Without doubt the Entrance Passage was constructed to endure; and the workmanship displayed in it has been the object of the great admiration of all investigators, both ancient and modern. Professor Greaves on beholding the beautiful masonry of this passage in 1638 thirty eight centuries after the completion of the building exclaimed with almost Tennysonian feeling: “The structure of it hath been the labor of an exquisite hand, and appears by the smoothness and evenness of the work, and by the close knitting of the joints”; and Professor C. Piazzi Smyth writes: “No one with an ability to appreciate good work can look unmoved with admiration at the extraordinarily truthful straight lines, and close fitting of the wall joints near and about the present Entrance”; while Professor Flinders Petrie adds his testimony in the following eulogism: “The pavement, lower casing, and Entrance Passage are exquisitely wrought; in fact the means employed for placing and cementing the blocks of soft limestone weighing a dozen or twenty tons each, with such hair-like joints are almost inconceivable at present; and the accuracy of the leveling is marvelous.” (Great Pyramid Passages, Pages 215-216)
One more item before we conclude here, there has been some debate as to whether or not there were actually 144,000 casing stones encompassing the Pyramid with some computer calculations indicating only 40,000 to 50,000 total stones, roughly 10 to 15 thousand per side, however we fell to see how this computer estimate could be established unless it were determined that all the stones were roughly the exact same size as the limestone blocks located immediately behind them on each course, however as was illustrated in our last drawing above and confirmed by the remaining casing stones found at the base of the Pyramid, we believe these stones not only varied in height, width, and length, but likewise that additional white casing stones were placed immediately behind these, and not in any exact manner.
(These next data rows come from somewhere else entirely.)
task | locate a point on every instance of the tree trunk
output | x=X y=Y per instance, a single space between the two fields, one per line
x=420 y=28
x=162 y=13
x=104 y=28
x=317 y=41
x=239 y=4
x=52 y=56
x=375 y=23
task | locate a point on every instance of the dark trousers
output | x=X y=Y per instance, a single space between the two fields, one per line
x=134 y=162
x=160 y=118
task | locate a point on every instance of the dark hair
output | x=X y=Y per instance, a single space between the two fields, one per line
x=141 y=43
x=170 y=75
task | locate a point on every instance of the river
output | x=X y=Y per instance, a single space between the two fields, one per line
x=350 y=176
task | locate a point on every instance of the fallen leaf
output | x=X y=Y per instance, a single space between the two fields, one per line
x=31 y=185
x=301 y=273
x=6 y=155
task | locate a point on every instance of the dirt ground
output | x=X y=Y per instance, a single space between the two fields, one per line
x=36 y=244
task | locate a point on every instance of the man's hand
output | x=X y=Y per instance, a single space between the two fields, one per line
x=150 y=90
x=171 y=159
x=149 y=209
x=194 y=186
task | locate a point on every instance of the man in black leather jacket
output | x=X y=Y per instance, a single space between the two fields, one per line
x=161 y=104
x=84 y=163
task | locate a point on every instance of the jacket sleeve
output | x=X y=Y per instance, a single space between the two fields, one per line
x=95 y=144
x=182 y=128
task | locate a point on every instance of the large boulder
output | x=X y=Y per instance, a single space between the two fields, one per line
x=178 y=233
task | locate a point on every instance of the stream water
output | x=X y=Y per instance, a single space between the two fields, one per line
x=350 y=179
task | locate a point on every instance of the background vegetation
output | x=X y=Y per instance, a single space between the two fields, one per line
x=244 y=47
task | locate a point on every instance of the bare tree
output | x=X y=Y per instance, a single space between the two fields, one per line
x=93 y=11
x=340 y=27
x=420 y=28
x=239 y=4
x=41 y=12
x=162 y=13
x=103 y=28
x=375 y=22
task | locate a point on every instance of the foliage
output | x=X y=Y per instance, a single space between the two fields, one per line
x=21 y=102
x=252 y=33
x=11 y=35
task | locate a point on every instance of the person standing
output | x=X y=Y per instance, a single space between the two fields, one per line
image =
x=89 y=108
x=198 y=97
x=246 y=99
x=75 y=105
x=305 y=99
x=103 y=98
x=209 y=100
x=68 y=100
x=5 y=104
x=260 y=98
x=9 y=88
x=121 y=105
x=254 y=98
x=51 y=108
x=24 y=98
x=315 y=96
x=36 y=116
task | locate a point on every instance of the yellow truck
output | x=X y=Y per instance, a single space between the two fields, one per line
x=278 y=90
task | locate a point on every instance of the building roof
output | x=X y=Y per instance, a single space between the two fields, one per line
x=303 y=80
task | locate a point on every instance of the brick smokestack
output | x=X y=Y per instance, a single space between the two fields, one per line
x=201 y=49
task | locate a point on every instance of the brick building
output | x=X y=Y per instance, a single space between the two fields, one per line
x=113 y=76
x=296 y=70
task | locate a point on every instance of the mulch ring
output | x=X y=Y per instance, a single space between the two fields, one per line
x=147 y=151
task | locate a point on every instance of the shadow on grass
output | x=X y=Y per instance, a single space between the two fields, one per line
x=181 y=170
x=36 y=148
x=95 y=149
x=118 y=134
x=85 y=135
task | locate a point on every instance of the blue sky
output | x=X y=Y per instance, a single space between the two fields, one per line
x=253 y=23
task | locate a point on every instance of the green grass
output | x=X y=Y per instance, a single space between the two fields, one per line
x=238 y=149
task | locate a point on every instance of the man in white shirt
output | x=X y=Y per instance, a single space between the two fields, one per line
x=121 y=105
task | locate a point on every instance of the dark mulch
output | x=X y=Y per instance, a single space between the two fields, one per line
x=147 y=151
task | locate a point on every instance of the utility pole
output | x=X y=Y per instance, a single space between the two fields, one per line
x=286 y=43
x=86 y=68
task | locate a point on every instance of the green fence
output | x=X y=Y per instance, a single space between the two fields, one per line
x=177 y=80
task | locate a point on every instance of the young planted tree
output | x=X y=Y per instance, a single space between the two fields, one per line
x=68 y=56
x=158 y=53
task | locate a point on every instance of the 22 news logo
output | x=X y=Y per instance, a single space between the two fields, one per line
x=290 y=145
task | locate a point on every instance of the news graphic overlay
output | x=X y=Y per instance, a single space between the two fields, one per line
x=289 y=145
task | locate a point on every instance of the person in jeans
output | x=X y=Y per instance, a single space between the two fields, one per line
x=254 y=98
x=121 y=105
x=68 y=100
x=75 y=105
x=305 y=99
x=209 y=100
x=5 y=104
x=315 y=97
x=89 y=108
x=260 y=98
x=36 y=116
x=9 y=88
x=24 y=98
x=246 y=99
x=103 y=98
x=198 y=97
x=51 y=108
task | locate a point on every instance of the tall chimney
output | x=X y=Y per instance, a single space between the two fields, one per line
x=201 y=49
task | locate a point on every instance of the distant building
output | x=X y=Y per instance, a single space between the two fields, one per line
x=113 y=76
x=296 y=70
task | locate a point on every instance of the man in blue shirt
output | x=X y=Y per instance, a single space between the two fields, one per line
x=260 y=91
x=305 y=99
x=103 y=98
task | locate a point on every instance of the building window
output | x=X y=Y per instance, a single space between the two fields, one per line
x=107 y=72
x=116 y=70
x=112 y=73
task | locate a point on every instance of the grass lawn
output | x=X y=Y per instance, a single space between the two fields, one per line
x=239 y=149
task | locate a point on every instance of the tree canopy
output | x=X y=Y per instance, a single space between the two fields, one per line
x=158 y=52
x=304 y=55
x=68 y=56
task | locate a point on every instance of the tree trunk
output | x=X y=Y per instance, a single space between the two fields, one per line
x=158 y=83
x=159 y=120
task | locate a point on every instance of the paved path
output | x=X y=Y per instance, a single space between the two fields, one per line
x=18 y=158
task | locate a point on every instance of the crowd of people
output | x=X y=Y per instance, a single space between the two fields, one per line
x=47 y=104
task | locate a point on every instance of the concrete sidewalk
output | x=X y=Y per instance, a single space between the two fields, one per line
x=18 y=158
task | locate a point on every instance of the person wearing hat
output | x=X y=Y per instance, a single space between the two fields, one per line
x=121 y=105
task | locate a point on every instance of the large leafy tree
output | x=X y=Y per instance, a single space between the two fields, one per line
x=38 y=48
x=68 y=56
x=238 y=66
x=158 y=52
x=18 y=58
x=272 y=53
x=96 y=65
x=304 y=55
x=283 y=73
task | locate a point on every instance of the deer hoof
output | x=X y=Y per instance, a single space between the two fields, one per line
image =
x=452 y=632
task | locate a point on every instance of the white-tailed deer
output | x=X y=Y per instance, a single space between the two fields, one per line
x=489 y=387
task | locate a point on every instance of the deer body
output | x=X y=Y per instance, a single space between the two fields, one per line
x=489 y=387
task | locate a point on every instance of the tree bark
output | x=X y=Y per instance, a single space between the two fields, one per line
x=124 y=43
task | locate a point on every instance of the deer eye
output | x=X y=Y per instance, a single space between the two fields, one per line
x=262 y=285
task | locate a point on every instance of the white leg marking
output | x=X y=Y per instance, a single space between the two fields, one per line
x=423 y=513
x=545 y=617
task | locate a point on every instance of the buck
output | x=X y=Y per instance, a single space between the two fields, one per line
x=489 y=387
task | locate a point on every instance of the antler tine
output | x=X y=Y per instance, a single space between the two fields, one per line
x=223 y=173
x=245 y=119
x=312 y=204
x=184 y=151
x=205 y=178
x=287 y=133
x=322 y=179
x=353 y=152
Sometimes a long “header block” was placed abutting two outer stones (as depicted in the photo below), sometimes it might be the other way around or possibly just one stone found directly behind another. Depending on their size certain casing stones might even have gone two to three deep into a course on some occasions . Computer calculations could not possibly account for the number of these hidden stones.
As for ourselves spiritually speaking we can see how these white casing stones representative of the body of Christ, robed in white raiment could vary in size and shape even as star differs from star, and as for the hidden stones is it not true that some members of the body are more visible to us than are others, perhaps further thoughts to ponder.